Making People Fit

I heard a fascinating interview this morning with Nassim Nicholas Taleb, the author of the best-selling books The Black Swan and Fooled by Randomness.

His new book is called The Bed of Procrustes. And in that metaphor, as you might have guessed, lies a tale.

Procrustes is a character from Greek mythology who owned an inn and would abduct people travelling past. He had a special bed he kept for these travellers to use… as long as they fitted exactly. Gruesomely, he would force them to fit the bed by stretching the short ones and chopping off the legs of the taller ones.

Taleb’s beef is with economists and consultants. He says that like Procrustes, they are changing the wrong variable.

They try to fit human beings and human experience into artificial models and systems, instead of making the bed fit the man or living with the difference. Instead of being useful simplifications, their models end up forcing distortions of reality.

How does this connect to X-Ray Listening, Intelligent Influence or Clean Language, I hear you ask?

Well, apart from being a very illuminating metaphor (and I love metaphors!), it draws attention to the need to acknowledge the differences between people. And the Clean Language questions are a great way of exploring these differences and discovering what people really mean by what they say, as independently as possible of any presupposed model.

Questions such as “What kind of X?” (where X is one or more of the person’s words) were devised by David Grove to contain as few presuppositions, and presupposed metaphors, as possible – and so to give the person to express themselves as freely as possible.

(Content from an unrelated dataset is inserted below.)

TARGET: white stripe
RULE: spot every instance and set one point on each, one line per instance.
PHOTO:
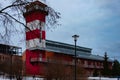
(35, 43)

Of course, we can’t avoid influencing the people we are interacting with. I’m influencing you right now, and you are influencing me.

But we can acknowledge that people are different to ourselves, have different experiences, different knowledge, and a different take on the world. We can truly honour diversity.

And when it comes to contexts where deliberate influence is the order of the day, such as sales, we can acknowledge that the purchase motivating factors will be different in different people (and different groups of people), and that no product or service will be ideal for everybody.

No bed will fit everyone perfectly. The key is in finding the customers who fit the bed you have to sell – without having to chop their legs off.

And for that, the Clean Language questions (and X-Ray Listening) can come in very handy.